Я встал. Шорты с трусами упали на ступни. Я переступил через них, шагнул на край берега и нырнул в заводь.

Вода была горячая, как у Лены под мышками. Я опускался все глубже и глубже. От меня шарахались мальки и головастики. Я достиг дна. Раки попятились прочь. Мне хотелось остаться в этом парном покое, в полном одиночестве и хотя бы на время затаиться. Но эта коварная жизнь, что подстерегает нас повсюду, уже подводила свою удавку прямо мне под глотку.

— Один билет до Раевки, — произнес я в окошечко кассы ЖД.

Лена стояла рядом и дышала мне прямо в плечо.

— Один? — переспросила кассир, отрываясь от девственного бутерброда с корейкой, позелененного свежим огурчиком.

— Да, один, — сказал я и строго добавил: — Электричка не опаздывает?

— Сегодня, к сожалению, нет, — поглядывая на наши физиономии, ответила кассир и протянула крохотный картонный билетик.

— Мойте руки перед едой, — отшил я участливую даму и поспешил к выходу. Сзади меня преследовал цокот лениных каблучков.

Мы стояли на перроне и смотрели на пребывающую электричку.

— Ну, — выдавил я и повернулся.

Лена протянула мне руку и улыбнулась. Я взял ее ладонь и тоже попробовал улыбнуться.

— Ну, — перехватила эстафету Лена, — не пропадай, звони, заезжай…

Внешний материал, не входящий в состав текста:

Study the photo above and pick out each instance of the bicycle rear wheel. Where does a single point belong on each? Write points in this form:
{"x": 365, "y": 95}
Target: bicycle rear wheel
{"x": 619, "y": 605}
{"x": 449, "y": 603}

Электричка остановилась, зашипели пневматические двери.

— И ты, если будешь в Питере, звони…

— Я телефона не знаю.

Пришлось называть первые приходящие на ум цифры, стараясь перекричать диктора, объявляющего об отправлении электропоезда. Лена бросилась в тамбур, и двери закрылись. Девушка прильнула к стеклу и замахала обеими руками. Губы повторяли цифры сымпровизированного телефонного номера. Электричка весело свистнула, тронулась и скоро исчезла за огромным зданием элеватора.

Все кончилось.

Я брел по пыльным улочкам вдоль разноцветных заборов. Возле ворот на лавочках сидели старушки и млели на вечернем припеке. За заборами на грядках копошились хозяйки, окучивая и поливая зреющий урожай. Откуда-то доносились рулады бензопилы. Потягивало едким дымком — кто-то растапливал баньку. День подходил к концу, впереди была огромная ночь.

 

Брожения после третьего стакана

14 января. В подъезде дома № 29 по Кронверкскому проспекту раздавили с приятелем два «Агдама» (достоинством 0,5 л каждый), и я вышел на проспект.

21.00 — Петроградская сторона.

Я человек пропащий. Сегодня мне исполнилось тридцать три года, а у меня еще ни одна проблема не решена. А ведь жизнь, в сущности, просто устроена: есть проблемы — плохо; нет проблем — хорошо. Хочешь жить хорошо — решай проблемы!

Но у меня проблемы не решаются. Они у меня скапливаются. Я архивариус проблем. Все проблемы, которые могут возникнуть у человека за тридцать три года жизни, все они при мне.

— Как?! — возмущаются близкие подруги моей мамы. — Ему уже тридцать три?! Кошмар! Возраст Христа! Пора бы и честь знать!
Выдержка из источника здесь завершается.